We drove for a good half hour over rough terrain, across dry creek beds and wound our way into the canyon wash. There are washes everywhere across the desert sand. Washes are like gullies or small canyons where the flood water flows when the mountain rains come. This one gradually became wider and the walls of the canyon began to rise up higher and higher.
Finally we came to a broken down wire gate that closed off the canyon. The gate was pulled open and everyone climbed out of the truck and started hiking into the hot sun. Soon we saw several appaloosas grazing on a ridge. That is what the fence was for.
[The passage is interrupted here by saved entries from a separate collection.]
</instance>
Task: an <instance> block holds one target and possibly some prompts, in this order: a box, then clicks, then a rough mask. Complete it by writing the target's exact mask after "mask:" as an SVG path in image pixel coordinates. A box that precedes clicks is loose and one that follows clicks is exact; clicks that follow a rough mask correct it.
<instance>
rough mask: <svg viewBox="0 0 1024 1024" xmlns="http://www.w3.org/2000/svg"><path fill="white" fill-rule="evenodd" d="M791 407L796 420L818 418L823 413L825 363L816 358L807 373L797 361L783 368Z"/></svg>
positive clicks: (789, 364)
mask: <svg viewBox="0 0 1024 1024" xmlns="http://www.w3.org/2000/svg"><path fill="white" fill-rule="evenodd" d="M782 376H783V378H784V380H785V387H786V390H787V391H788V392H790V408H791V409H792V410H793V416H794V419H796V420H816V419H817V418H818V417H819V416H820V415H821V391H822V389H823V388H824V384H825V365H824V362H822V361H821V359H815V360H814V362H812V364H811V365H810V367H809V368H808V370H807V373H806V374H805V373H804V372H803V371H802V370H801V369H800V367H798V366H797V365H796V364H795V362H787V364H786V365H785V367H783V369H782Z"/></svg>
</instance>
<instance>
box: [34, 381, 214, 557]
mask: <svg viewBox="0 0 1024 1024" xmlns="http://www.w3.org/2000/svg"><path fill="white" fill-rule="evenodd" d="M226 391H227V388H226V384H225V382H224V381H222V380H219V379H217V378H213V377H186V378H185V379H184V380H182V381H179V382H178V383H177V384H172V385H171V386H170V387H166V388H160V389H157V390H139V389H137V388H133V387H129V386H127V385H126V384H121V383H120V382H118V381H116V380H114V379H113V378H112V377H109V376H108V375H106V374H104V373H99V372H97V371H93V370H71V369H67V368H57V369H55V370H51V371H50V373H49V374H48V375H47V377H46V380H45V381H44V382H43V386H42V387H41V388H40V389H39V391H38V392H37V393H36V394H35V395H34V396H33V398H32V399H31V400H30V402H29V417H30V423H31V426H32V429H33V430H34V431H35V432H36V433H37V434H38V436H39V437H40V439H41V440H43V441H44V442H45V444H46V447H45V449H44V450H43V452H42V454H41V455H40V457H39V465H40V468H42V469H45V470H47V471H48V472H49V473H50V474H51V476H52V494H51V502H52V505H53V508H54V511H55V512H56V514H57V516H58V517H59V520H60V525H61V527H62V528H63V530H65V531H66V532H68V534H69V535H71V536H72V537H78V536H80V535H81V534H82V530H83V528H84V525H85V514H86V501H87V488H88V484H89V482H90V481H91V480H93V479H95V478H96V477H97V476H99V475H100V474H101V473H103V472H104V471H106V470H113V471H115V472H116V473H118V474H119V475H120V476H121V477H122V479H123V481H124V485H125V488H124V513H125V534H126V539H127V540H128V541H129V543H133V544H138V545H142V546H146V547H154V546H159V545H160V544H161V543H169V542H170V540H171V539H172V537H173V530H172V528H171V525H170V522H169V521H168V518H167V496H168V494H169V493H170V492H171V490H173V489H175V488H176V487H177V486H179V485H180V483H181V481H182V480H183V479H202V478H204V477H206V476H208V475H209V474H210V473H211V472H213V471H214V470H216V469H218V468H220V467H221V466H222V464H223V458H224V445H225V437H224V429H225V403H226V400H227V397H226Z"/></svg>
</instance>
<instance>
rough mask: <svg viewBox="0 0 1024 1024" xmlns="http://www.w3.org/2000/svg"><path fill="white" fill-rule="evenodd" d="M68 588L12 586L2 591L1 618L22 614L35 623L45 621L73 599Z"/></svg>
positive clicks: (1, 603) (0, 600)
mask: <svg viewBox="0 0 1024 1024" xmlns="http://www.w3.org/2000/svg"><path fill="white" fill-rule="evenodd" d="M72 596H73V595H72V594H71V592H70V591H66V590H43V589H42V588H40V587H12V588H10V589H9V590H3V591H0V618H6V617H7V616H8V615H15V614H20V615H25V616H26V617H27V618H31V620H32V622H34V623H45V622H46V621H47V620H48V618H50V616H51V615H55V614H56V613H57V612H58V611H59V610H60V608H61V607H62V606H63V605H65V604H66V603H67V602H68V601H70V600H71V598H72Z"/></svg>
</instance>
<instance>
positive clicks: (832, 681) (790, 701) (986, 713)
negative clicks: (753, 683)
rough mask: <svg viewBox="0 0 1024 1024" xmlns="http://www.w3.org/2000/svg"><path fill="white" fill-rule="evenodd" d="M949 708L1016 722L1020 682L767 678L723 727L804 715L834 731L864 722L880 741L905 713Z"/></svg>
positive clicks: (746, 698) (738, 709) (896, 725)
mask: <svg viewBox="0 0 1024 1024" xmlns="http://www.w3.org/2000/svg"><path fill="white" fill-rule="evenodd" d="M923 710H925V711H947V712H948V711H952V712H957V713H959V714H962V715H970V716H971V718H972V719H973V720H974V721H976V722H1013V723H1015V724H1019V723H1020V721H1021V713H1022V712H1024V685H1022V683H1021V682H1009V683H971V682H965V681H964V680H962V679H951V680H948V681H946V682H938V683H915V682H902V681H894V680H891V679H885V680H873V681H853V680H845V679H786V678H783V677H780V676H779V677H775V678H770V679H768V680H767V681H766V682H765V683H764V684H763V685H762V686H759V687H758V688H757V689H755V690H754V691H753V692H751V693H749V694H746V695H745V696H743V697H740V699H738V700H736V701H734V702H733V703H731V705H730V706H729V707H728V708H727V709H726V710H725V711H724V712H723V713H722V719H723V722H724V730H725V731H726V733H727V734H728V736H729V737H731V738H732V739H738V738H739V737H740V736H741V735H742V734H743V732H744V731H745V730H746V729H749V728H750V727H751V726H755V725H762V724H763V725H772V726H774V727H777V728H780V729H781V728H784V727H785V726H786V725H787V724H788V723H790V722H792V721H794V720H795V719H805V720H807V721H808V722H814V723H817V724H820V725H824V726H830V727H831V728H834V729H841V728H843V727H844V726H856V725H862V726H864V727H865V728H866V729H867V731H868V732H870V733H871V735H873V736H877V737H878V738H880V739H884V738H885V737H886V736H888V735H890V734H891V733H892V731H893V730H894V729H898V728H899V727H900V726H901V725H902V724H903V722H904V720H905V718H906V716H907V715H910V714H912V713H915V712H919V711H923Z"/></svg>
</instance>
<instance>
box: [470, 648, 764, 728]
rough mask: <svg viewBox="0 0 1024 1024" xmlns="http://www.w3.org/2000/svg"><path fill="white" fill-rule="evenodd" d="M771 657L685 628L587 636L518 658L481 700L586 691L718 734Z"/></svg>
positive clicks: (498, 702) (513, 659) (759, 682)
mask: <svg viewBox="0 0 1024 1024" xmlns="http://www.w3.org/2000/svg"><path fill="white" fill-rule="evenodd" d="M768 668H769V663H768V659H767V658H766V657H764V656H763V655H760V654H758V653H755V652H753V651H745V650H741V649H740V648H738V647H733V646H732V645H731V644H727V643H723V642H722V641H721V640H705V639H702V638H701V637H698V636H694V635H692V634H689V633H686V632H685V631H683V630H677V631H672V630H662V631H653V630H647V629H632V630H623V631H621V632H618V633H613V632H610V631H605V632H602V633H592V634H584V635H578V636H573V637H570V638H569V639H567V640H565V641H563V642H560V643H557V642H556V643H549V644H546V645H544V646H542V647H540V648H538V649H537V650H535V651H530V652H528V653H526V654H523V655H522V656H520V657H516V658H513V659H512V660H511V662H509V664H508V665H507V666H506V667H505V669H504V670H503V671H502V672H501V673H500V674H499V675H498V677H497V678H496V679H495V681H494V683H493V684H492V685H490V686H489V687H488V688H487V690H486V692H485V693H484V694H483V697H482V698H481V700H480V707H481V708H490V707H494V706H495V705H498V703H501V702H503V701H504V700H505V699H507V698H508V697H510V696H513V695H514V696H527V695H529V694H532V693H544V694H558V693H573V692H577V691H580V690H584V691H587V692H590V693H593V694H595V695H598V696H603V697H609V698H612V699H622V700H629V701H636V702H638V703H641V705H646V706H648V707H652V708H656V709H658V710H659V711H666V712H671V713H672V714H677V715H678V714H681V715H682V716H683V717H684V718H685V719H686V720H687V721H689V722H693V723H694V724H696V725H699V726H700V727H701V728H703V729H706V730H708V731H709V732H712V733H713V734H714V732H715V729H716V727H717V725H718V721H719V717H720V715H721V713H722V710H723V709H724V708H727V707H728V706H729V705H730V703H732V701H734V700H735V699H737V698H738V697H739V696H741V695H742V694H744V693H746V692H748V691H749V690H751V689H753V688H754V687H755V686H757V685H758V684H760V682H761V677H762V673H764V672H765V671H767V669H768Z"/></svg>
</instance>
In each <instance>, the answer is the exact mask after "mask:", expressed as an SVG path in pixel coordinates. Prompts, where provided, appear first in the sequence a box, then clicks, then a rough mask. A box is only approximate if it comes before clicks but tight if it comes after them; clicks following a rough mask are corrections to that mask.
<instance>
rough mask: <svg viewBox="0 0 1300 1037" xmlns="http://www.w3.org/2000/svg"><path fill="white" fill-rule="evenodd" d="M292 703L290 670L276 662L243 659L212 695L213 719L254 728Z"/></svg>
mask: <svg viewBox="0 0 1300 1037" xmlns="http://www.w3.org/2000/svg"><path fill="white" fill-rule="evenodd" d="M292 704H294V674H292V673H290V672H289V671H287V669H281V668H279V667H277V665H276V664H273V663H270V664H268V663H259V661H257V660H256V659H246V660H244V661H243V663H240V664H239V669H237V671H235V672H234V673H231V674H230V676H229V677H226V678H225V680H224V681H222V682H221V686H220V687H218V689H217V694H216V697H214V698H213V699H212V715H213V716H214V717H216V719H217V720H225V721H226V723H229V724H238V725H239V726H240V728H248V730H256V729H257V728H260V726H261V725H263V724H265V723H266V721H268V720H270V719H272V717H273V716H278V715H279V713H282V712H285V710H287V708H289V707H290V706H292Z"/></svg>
The canyon walls rose higher and higher and there was now some shade for relief from the August heat. Huge overhangs created natural caves and in some places we saw markings that looked like abstract art. It was art created by the Anasazi centuries ago.
White House Ruins from Canyon De Chelly

 Looking up we saw black sediment that created dramatic streaks of color as it ran down from the top of the canyon wall. The ruins were built into the walls and you could climb up and explore the spaces. There were small rooms made of ancient adobe that connected along a narrow ledge. Pieces of pottery shards were scattered amidst the rocks and sand at the base of the vertical wall. I could imagine children playing in the ruins which were used as shelters for the Navajo's sheep. There was no certain explanation for the Anasazi: Where did they come from? How long had they lived there? Where did they disappear to? You can read about them and get some answers: ANASAZI

I handled the shards, examining them and wondering who made each one and what it looked like before it was shattered. They were beautiful. Each piece was textured with a design or painted with a diagram. The amazing thing was that these small pieces of history still existed. The Anasazi have been gone for hundreds of years but remnants of their art was everywhere.